In 1974, Dr. Pounds returned to the University of Pittsburgh as an associate professor of pediatrics, and in 1979 became the associate dean for admissions. Beginning in 1984, she served as associate dean for student affairs at the University of Pittsburgh, and in 1987 returned to Duke as an associate clinical professor of pediatrics and associate dean for medical education and the director of medical school admissions. As such she was an advocate of women's admissions into medical school. Dr. Pounds is retired but continues her involvement in the Duke community as a volunteer and as a member of the board of directors at the Sarah P. Duke Gardens, a docent at the Duke Chapel, and in other capacities.

Dr. Catherine Wilfert

Catherine Wilfert was born July 26, 1936, in Inglewood, California. She graduated from Stanford College in 1958 with distinction and attended Harvard Medical School where she graduated cum laude. Dr. Wilfert's internship was at Boston Children's Hospital, and her residency was at North Carolina Baptist Hospital. In 1964, Dr. Wilfert returned to Boston where she continued to work in pediatrics and medicine. In 1969, she came to Duke University School of Medicine, where she achieved the rank of division chief of Pediatric Infectious Diseases in the Department of Pediatrics (1976-1994) and professor in the Department of Microbiology and Immunology. In 1996, she left Duke to become the scientific director of the Elizabeth Glaser Pediatric AIDS Foundation.

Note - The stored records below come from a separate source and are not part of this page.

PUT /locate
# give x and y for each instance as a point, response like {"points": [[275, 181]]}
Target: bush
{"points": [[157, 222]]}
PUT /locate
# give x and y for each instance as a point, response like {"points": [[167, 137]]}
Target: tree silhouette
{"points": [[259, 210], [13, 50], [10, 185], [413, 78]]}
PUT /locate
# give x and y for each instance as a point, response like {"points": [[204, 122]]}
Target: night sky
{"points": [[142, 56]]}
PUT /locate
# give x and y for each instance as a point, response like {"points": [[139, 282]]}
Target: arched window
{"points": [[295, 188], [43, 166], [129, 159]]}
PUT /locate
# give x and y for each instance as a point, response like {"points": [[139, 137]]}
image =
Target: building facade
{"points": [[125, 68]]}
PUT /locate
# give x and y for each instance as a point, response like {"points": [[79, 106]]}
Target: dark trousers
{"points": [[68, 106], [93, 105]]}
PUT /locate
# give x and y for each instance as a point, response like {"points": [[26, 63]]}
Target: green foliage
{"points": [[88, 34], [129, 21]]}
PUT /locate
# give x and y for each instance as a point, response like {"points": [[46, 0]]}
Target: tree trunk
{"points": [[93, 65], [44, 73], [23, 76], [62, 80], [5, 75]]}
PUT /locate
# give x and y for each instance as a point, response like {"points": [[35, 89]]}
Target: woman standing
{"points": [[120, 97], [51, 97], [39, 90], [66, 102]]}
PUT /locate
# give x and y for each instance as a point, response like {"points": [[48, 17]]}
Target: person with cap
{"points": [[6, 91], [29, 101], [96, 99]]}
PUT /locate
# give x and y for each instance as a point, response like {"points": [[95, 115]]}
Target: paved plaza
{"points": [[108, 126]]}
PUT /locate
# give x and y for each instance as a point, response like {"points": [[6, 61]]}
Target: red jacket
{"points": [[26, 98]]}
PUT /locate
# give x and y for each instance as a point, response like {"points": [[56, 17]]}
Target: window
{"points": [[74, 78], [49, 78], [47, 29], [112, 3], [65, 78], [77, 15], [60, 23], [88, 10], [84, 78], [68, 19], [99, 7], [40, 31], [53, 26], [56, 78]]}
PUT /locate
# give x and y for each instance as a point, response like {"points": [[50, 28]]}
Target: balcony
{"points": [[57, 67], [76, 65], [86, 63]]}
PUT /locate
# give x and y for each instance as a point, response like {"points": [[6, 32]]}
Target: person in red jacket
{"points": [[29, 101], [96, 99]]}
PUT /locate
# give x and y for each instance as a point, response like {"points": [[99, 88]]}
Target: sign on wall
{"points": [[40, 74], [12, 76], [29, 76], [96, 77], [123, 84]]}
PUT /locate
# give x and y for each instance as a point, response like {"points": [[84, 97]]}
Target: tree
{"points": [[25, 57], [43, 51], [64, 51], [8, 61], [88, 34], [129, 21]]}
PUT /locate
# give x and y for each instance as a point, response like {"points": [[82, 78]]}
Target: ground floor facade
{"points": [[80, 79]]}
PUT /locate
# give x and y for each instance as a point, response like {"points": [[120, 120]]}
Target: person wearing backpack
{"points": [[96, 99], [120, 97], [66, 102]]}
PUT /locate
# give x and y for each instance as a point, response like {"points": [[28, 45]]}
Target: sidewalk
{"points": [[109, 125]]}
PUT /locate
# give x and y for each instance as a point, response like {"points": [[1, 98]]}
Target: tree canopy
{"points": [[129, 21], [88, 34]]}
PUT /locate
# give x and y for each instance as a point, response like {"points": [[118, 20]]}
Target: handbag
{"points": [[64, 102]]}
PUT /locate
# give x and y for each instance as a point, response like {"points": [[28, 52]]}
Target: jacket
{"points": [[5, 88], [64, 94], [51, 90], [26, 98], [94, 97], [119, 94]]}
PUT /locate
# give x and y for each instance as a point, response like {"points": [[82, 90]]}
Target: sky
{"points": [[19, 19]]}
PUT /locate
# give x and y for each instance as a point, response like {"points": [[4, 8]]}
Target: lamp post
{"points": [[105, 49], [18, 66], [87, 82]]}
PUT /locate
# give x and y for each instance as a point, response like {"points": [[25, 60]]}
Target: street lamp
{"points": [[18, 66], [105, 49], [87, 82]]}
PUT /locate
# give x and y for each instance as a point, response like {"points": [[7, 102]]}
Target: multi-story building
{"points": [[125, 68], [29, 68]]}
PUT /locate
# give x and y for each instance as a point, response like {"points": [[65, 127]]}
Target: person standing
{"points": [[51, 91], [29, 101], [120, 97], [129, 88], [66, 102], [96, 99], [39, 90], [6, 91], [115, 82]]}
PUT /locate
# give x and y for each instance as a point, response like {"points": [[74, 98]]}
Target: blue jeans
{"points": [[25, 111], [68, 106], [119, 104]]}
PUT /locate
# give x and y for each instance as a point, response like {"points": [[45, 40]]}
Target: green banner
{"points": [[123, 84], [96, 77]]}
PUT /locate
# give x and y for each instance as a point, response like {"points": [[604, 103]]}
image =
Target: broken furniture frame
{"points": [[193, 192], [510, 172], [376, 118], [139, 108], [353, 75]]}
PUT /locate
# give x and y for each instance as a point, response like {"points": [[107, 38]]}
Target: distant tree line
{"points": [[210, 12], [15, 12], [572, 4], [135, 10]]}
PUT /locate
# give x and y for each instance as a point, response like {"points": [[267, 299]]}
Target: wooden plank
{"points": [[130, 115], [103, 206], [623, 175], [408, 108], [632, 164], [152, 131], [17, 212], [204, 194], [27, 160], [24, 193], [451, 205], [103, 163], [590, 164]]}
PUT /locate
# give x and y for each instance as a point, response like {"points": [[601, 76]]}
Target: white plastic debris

Dr. Wilfert's work since the onset of AIDS has primarily been focused on the eradication of pediatric AIDS, and she is considered a seminal investigator in the field. Her clinical trial group demonstrated the efficacy of using doses of AZT to reduce the incidence of mother-to-child transmission of HIV. Due to the application of this knowledge, pediatric AIDS in the United States has been reduced by 75 percent. Dr. Wilfert now works to reduce mother-to-infant transmission of AIDS in developing countries around the world. She is also currently the chair of the Perinatal Working Group for the Prevention Trials Network (HPTN), sponsored by NIH.

Dr. Wilfert has been on the editorial board of numerous publications and has served as a consultant for private companies as well as US and state governments. In 1999, she became only the second woman President in the history of the Infectious Diseases Society of America. She is the recipient of many awards including the Award of Recognition for Outstanding Contributions to Advancing the Prevention of Perinatal Transmission at A Global Strategies Conference for the Prevention of HIV Transmission from Mothers to Infants in 1997. She also received a Lifetime Achievement Award in HIV from the Third International Meeting on HIV in India in 2001, and was given the Distinguished Award of Honor for Love of Humanity Especially in the Third World from the Cameroon Baptist Convention on Occasion of Its 50th Anniversary Celebration, in 2004. She was inducted to the Institute of Medicine in 1999.